Infectious conjunctivitis is highly transmissible and a public health concern. While mitigation strategies have been successful on a local level, population-wide decreases in spread are rare.

Objective

To evaluate whether internet search interest and emergency department visits for infectious conjunctivitis were associated with public health interventions adopted during the COVID-19 pandemic.

Design, Setting, and Participants

Internet search data from the US and emergency department data from a single academic center in the US were used in this study. Publicly available smartphone mobility data were temporally aligned to quantify social distancing. Internet search term trends for nonallergic conjunctivitis, corneal abrasions, and posterior vitreous detachments were obtained. Additionally, all patients who presented to a single emergency department from February 2015 to February 2021 were included in a review. Physician notes for emergency department visits at a single academic center with the same diagnoses were extracted. Causal inference was performed using a bayesian structural time-series model.
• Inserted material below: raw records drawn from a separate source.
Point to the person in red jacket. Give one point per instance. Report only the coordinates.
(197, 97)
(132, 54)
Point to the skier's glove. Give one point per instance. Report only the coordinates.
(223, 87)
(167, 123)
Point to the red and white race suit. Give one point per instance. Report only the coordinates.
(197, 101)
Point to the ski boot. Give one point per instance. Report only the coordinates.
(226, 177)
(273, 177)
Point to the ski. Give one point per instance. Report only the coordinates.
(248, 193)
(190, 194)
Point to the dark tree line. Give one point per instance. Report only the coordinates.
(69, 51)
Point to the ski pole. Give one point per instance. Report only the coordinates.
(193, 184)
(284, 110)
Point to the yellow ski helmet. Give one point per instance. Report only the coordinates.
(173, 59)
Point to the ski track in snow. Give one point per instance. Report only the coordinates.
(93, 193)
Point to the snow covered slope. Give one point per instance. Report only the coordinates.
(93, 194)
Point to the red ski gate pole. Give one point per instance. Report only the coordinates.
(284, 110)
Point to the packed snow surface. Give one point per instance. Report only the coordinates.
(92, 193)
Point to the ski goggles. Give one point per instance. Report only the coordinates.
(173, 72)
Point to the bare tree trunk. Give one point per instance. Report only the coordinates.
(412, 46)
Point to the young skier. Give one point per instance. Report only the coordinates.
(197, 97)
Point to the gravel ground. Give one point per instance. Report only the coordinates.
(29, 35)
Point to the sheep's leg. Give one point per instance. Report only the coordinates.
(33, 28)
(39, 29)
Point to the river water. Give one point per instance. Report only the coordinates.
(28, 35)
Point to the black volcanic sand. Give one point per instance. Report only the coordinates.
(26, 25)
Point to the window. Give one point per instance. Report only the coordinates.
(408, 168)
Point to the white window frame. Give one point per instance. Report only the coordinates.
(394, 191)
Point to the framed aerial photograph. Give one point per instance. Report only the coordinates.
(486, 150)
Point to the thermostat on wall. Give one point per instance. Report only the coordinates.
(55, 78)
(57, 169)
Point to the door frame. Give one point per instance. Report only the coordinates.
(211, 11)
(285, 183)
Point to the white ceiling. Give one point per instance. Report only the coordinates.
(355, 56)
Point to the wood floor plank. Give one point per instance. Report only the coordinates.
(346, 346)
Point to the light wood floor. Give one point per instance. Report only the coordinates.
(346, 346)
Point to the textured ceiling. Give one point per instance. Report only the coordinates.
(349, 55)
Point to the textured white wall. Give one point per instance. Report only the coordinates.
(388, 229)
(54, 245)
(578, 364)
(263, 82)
Data were compared from before and after April 2020, when the US Centers for Disease Control and Prevention recommended members of the public wear masks, stay at least 6 feet from others who did not reside in the same home, avoid crowds, and quarantine if experiencing flulike symptoms or exposure to persons with COVID-19 symptoms.

Exposures

Symptoms of or interest in conjunctivitis in the context of the COVID-19 pandemic.

Main Outcome and Measures

The hypothesis was that there would be a decrease in internet search interest and emergency department visits for infectious conjunctivitis after the adaptation of public health measures targeted to curb COVID-19.

Results

A total of 1156 emergency department encounters with a diagnosis of conjunctivitis were noted from January 2015 to February 2021. Emergency department encounters for nonallergic conjunctivitis decreased by 37.3% (95% CI, −12.9% to −60.6%; P < .001). In contrast, encounters for corneal abrasion (1.1% [95% CI, −29.3% to 29.1%]; P = .47) and posterior vitreous detachments (7.9% [95% CI, −46.9% to 66.6%]; P = .39) remained stable after adjusting for total emergency department encounters. Search interest in conjunctivitis decreased by 34.2% (95% CI, −30.6% to −37.6%; P < .001) after widespread implementation of public health interventions to mitigate COVID-19.

Conclusions and Relevance

Public health interventions, such as social distancing, increased emphasis on hygiene, and travel restrictions during the COVID-19 pandemic, were associated with decreased search interest in nonallergic conjunctivitis and conjunctivitis-associated emergency department encounters. Mobility data may provide novel metrics of social distancing. These data provide evidence of a sustained population-wide decrease in infectious conjunctivitis.

Introduction

Acute conjunctivitis, commonly referred to as pink eye, is highly contagious and extremely common.¹ It is estimated that conjunctivitis accounts for 1% to 2% of primary care visits in the US and that most cases are viral in causative mechanism.² Acute viral conjunctivitis is transmitted through close personal contact, fomites, droplets in the air, and poor hand hygiene.^3,4 Despite infection control programs and measures, acute viral conjunctivitis continues to be a public health concern and a substantial economic burden.^5,6,7 The true incidence of acute conjunctivitis is unknown because many cases may be self-diagnosed and conjunctivitis is not a reportable disease.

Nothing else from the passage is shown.